Briefly put, the case concerned infringement of a patent over an apparatus and method for the manufacture of multi-strand rock bolts, formed with spaced apart bulbs. The bolts are used as a support structure in mines. The bulbs along the bolt allow it to wedge into a bore hole, which is then filled with grout. The invention disclosed by the patent allowed for the creation of long lengths of the cable, which wound around reels, and which periodically stopped at the second reel to allow ‘coaxial compression’ to create the bulbs.

It was asserted by Garford, the patent owner, that DSI had infringed this patent by production of a similar apparatus, albeit with certain differences. DSI challenged the validity of the patent on various grounds and while each was dealt with by the court, the decision turned principally on lack of inventive step.

The Judgment

As to infringement, the court was of the opinion that the DSI apparatus did infringe the relevant claims of the Garford patent. Amongst other things, it was asserted by DSI that the infringement could not be sustained by a “substantially new and different combination” of which its machine was an example. However this was rejected by the Court, as the modern approach to construction of patents places greater emphasis on the essential features of the invention, and whether they are present in the infringing apparatus.

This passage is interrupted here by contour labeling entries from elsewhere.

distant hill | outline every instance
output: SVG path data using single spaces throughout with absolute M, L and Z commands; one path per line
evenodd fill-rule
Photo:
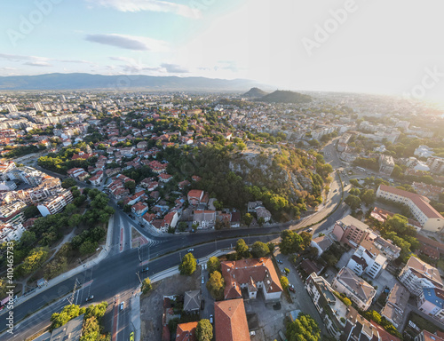
M 266 95 L 268 92 L 264 91 L 263 90 L 260 90 L 259 88 L 251 88 L 248 92 L 245 92 L 242 97 L 248 97 L 250 99 L 257 99 L 259 97 L 264 97 Z
M 312 97 L 299 92 L 275 91 L 256 100 L 267 103 L 308 103 Z
M 239 91 L 258 85 L 247 79 L 152 76 L 144 75 L 103 75 L 91 74 L 46 74 L 0 77 L 0 91 L 11 90 L 108 90 L 149 91 Z

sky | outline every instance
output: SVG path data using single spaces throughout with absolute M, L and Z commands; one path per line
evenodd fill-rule
M 444 102 L 441 0 L 20 0 L 0 75 L 244 78 Z

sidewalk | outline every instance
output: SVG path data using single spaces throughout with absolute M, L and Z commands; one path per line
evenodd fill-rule
M 57 276 L 57 277 L 48 281 L 48 284 L 46 284 L 44 287 L 36 288 L 31 293 L 29 293 L 28 295 L 20 296 L 15 301 L 14 305 L 17 306 L 19 305 L 21 305 L 22 303 L 28 301 L 29 298 L 32 298 L 35 296 L 41 294 L 44 290 L 53 287 L 54 285 L 57 285 L 59 282 L 65 281 L 67 278 L 69 278 L 76 274 L 80 274 L 83 271 L 84 271 L 85 268 L 89 268 L 92 266 L 95 266 L 95 265 L 100 263 L 100 261 L 102 261 L 108 255 L 108 253 L 111 250 L 110 246 L 111 246 L 111 239 L 113 236 L 113 225 L 114 225 L 114 215 L 109 218 L 109 221 L 108 221 L 108 229 L 107 229 L 107 242 L 105 244 L 105 248 L 102 248 L 99 256 L 97 256 L 93 259 L 89 260 L 88 262 L 86 262 L 83 265 L 81 265 L 74 269 L 71 269 L 71 270 L 66 272 L 65 274 L 60 274 L 59 276 Z
M 198 259 L 199 263 L 197 264 L 197 266 L 199 266 L 202 264 L 206 264 L 211 257 L 222 256 L 222 255 L 225 255 L 227 252 L 230 252 L 232 250 L 233 250 L 232 249 L 218 250 L 217 251 L 214 251 L 213 253 L 207 255 L 203 258 L 199 258 Z M 163 270 L 158 274 L 155 274 L 155 275 L 153 275 L 153 277 L 150 277 L 149 279 L 151 280 L 151 282 L 154 283 L 155 282 L 159 282 L 159 281 L 164 280 L 165 278 L 168 278 L 168 277 L 173 276 L 175 274 L 179 274 L 178 266 L 175 266 L 175 267 L 170 267 L 169 269 Z

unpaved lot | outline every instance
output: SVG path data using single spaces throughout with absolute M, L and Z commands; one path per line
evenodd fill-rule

On the question of novelty, DSI asserted there were three pieces of prior art that destroyed novelty. One of those (a whole of contents citation) was found to invalidate certain of the claims of the patent as it contained a “real and reasonably clear disclosure in the body of the specification of the invention that is notionally claimed”.

However, the case was primarily decided on lack of inventive step. The DSI parties asserted that, in light of the common general knowledge, that the invention would have been obvious to a person skilled in the relevant art as it existed before the priority date of the relevant claims.

The evidence variously spoke to what would have been in the common general knowledge as at 1999. However, in addition to this evidence, an expert witness (Dr Fuller) was asked to independently design an apparatus to manufacture bulbed cable for use as rock bolts in continuous form suitable for loading onto a reel (as he would have done in 1999). Dr Fuller designed (in a two-dimensional drawing) a basic combination of standard manufacturing equipment components, to come up with an apparatus that was very much like the invention claimed by the patent.

This evidence, together with the other evidence on the common general knowledge, was sufficient for the Court to find that the “scintilla of invention” had not been met. Garford asserted that the evidence given by Dr Fuller was lacking, as several features of his design did not share the same features as the patented invention. The court held however that the fact that Dr Fuller did not replicate the “precise mechanical feature referred to in the claims does not mean that the presence of that feature in the claims provides an inventive step that is otherwise missing”.

In light of this evidence, the court found that the patented invention was obvious and did not involve an inventive step. The court also discussed principles surrounding secret use, manner of manufacture, and patent construction.

The case is noteworthy, as it involved the rare circumstance where the inventiveness of the patent was successfully challenged with the significant assistance of expert testimony.